The loop itself is a magnitude faster than the scalar loop. So I'm quite happy that my idea really worked out.
Accumulation
That is another big thing that I have been working on. I did not suggest this improvement in my GSoC proposal. Still I want to include it.
Frequently used functions in scientific computing are sum, prod, any, all, max, min, ...
Some of them consider the whole array, some of them bail out if an element has been found. There is potential to use SIMD instructions for these operations.

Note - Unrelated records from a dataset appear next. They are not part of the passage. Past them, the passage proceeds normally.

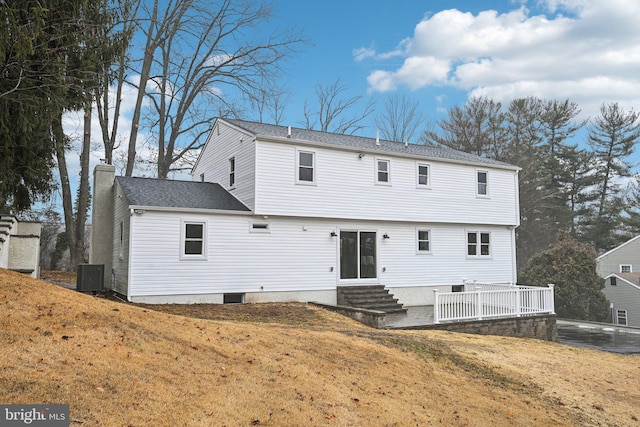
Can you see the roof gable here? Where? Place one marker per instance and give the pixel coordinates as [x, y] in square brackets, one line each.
[151, 192]
[632, 279]
[363, 143]
[628, 242]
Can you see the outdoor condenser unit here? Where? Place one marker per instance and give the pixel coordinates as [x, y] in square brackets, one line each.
[90, 278]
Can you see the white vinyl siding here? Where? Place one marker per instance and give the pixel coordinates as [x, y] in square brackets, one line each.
[345, 189]
[224, 143]
[624, 296]
[298, 254]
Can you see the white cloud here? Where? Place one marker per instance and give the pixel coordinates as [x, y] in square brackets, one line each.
[585, 50]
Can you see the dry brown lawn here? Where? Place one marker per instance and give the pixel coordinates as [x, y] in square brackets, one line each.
[118, 364]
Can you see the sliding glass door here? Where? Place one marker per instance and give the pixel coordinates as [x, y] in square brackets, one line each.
[358, 255]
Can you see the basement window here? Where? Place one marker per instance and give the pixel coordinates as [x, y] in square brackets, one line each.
[233, 299]
[260, 227]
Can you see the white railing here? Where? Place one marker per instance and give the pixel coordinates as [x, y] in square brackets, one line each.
[492, 301]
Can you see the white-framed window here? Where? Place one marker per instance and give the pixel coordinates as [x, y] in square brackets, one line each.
[121, 249]
[194, 241]
[232, 172]
[482, 183]
[383, 171]
[260, 227]
[306, 167]
[423, 175]
[423, 241]
[621, 316]
[478, 244]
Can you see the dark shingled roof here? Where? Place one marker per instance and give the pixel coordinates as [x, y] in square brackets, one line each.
[178, 194]
[365, 144]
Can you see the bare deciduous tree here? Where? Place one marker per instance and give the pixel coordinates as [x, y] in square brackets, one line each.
[332, 109]
[400, 119]
[198, 57]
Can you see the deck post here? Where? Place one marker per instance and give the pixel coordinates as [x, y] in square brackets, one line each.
[436, 307]
[552, 298]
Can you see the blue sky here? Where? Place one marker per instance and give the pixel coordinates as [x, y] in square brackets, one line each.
[440, 52]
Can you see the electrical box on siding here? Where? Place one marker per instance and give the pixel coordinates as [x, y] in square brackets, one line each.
[90, 278]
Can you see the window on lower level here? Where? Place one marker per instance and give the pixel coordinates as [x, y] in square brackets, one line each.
[424, 241]
[423, 175]
[478, 244]
[260, 227]
[482, 178]
[621, 315]
[193, 240]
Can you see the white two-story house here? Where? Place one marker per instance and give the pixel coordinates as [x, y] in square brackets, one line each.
[276, 213]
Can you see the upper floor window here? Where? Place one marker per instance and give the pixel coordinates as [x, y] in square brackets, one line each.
[383, 171]
[482, 178]
[193, 240]
[232, 172]
[478, 244]
[423, 175]
[424, 241]
[622, 317]
[306, 167]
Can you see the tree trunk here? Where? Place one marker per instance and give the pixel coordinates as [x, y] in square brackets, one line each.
[83, 189]
[67, 204]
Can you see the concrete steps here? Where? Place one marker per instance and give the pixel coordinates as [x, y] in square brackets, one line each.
[372, 297]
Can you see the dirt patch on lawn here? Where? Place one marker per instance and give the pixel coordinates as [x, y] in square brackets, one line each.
[289, 364]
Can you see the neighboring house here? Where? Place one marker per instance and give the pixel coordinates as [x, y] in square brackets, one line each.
[276, 213]
[20, 245]
[623, 292]
[620, 267]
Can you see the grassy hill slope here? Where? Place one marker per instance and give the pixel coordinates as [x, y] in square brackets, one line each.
[120, 364]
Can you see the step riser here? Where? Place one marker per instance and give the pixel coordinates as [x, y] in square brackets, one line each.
[375, 297]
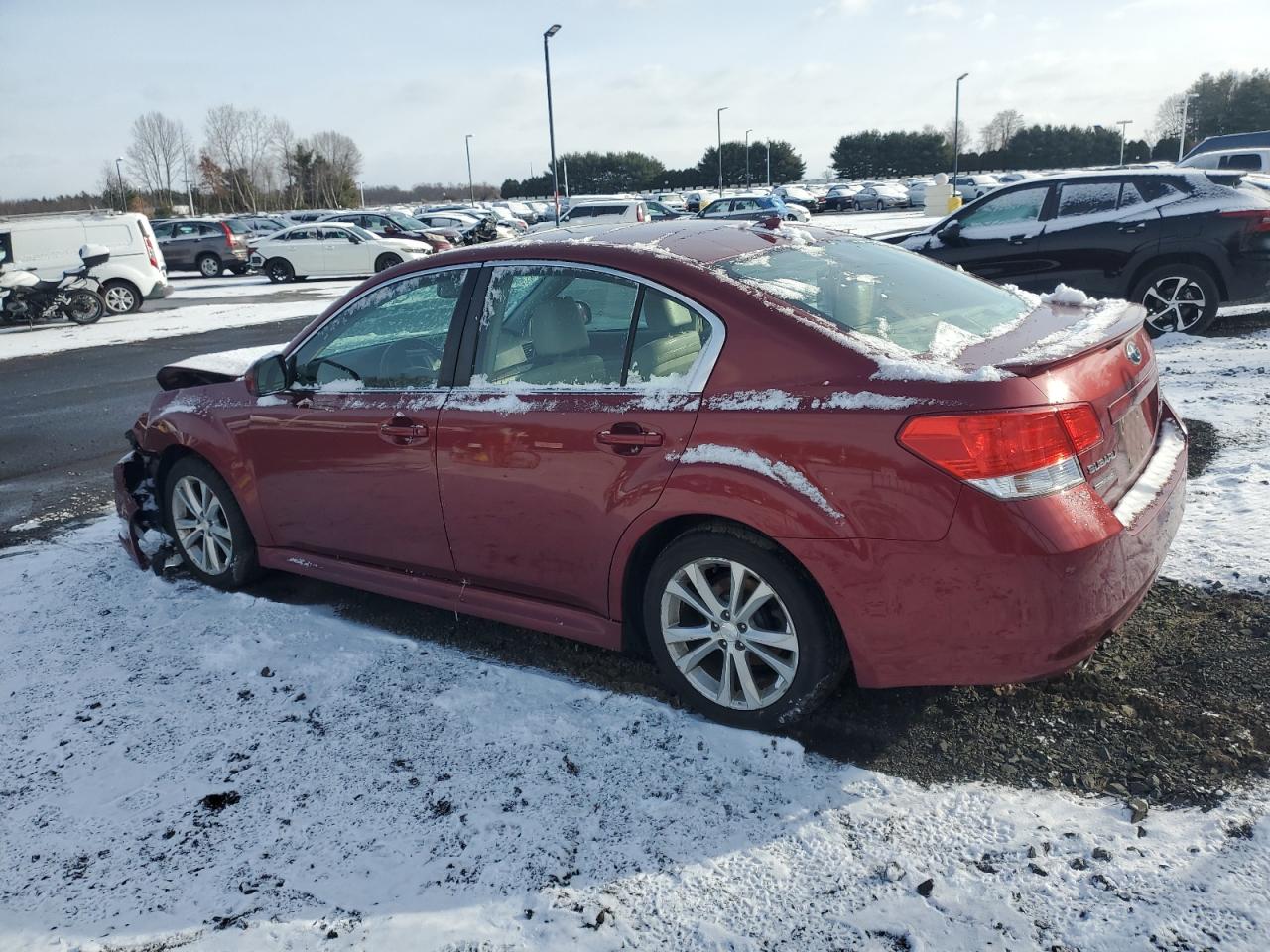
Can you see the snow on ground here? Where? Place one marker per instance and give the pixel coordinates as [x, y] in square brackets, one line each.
[236, 774]
[148, 325]
[1225, 382]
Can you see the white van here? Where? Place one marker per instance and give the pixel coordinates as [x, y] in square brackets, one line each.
[50, 244]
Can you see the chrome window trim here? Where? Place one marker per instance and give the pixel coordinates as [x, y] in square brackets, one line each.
[290, 350]
[695, 384]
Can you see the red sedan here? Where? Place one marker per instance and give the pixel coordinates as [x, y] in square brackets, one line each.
[765, 454]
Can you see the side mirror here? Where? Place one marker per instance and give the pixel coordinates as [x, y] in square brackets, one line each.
[270, 375]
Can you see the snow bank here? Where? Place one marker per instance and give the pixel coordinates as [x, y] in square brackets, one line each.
[1225, 382]
[223, 772]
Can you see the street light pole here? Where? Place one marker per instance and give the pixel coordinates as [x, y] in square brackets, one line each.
[1121, 123]
[1182, 135]
[956, 130]
[747, 159]
[556, 178]
[719, 119]
[471, 189]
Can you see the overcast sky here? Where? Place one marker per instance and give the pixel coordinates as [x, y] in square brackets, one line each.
[408, 79]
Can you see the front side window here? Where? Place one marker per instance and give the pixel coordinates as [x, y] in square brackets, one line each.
[1086, 198]
[878, 290]
[1011, 208]
[393, 338]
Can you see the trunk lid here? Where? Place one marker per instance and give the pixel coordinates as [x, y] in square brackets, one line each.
[1101, 354]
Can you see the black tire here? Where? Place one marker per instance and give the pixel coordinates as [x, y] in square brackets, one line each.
[84, 306]
[240, 563]
[820, 656]
[209, 266]
[1178, 298]
[121, 296]
[278, 270]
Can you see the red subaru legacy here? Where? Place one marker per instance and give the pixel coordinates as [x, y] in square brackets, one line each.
[766, 454]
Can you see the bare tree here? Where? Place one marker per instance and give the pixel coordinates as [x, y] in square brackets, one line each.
[155, 154]
[1001, 128]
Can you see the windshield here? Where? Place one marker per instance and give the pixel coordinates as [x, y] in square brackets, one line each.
[879, 290]
[405, 221]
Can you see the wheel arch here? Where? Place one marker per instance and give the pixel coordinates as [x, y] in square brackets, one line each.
[1197, 259]
[636, 556]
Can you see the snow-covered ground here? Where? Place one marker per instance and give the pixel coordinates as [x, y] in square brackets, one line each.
[1225, 531]
[227, 772]
[191, 318]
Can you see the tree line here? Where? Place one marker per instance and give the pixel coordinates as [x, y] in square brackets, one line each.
[608, 173]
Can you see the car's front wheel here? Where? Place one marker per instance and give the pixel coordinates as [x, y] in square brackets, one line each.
[278, 270]
[738, 631]
[1178, 298]
[207, 526]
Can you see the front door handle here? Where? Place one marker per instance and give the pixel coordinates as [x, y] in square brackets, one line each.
[629, 438]
[402, 431]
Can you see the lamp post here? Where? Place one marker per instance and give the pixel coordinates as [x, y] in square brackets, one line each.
[719, 121]
[956, 128]
[747, 159]
[1182, 135]
[471, 189]
[556, 178]
[1121, 123]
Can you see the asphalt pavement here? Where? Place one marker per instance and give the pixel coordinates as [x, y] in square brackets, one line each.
[63, 424]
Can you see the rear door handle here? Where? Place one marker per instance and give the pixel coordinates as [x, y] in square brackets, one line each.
[627, 438]
[402, 431]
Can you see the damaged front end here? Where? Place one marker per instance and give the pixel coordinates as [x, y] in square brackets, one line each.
[137, 502]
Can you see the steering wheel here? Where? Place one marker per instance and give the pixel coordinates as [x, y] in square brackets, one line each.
[411, 358]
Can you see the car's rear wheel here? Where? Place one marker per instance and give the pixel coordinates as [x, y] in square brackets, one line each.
[121, 296]
[209, 266]
[1178, 298]
[278, 270]
[738, 631]
[207, 526]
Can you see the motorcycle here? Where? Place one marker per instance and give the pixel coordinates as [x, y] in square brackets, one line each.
[76, 296]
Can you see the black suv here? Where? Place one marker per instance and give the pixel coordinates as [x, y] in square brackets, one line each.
[1178, 241]
[207, 245]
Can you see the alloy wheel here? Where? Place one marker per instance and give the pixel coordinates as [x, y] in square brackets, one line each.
[729, 634]
[1174, 303]
[119, 299]
[202, 526]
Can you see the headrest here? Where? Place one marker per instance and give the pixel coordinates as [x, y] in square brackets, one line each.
[666, 316]
[558, 326]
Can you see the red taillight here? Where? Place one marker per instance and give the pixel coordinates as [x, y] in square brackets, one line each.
[1257, 218]
[1002, 452]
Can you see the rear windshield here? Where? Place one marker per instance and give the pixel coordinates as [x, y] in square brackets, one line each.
[879, 290]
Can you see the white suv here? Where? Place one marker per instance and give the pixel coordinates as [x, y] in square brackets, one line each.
[50, 244]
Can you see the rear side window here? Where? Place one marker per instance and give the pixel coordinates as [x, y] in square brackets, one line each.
[878, 290]
[1087, 198]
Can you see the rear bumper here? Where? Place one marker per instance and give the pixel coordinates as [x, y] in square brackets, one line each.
[1012, 593]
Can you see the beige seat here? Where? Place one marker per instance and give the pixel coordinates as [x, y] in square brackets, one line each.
[676, 345]
[558, 329]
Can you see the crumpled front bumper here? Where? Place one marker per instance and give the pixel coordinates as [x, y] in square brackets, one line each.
[135, 502]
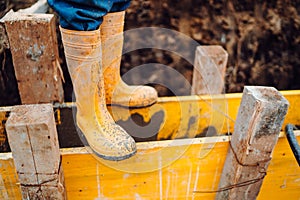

Let's consider sum(...). The addition is commutative.
x+y = y+x f.a. R
Thus I have added a temporary vector register for summation, the accumulator. Instead of resolving the dependency using a horizontal add (supported by x86 SSE4) the loop partially sums the array. At every guard exit the accumulator is then horizontally added. Again the theoretical speedup is a factor 2 when using float64 on SSE4.
I have not yet managed to compile a version that fully works on sum, but I'm quite close to it. Other functions like all or any are more complex. It is not so easy to recognize the reduction pattern if more than one operation is involved. I will add a pattern matcher for those instructions. Let's have a look at the following example (for all):
d = int_and(a,b)
guard_true(d)
e = int_and(c,d)
guard_true(e)
And output the following vector statements (excluding guard compensation code)
v = vec_int_and([a,c], accum)
guard_true(v)
I did not expect...
I have evaluated the possibility to vectorize arbitrary PyPy traces using the array module. This does not work for PyPy traces. It works in my test toy language (located here). Let's take a look at the following user program:
while i < 100:
a[i] = b[i] + c[i] * 3.14
i += 1
a,b and c are array objects of the Python array module. Their elements are homogeneous and adjacent in memory. The resulting trace could be transformed into a vectorized form.
The current two limitations make it impossible to vectorize the user program: 1) Python checks array boundaries (also negative) for each load/store operation. This adds an additional guard to the trace.
2) The boxing of integer values. The index variable will be recreated at the end of the loop and incremented. This includes several non pure operations in the trace including memory allocation of an integer box every iteration.
I do not yet know how I will come around these problems, but for the second limitation I'm quite sure that the creation of the integer box can be moved to the guard exit.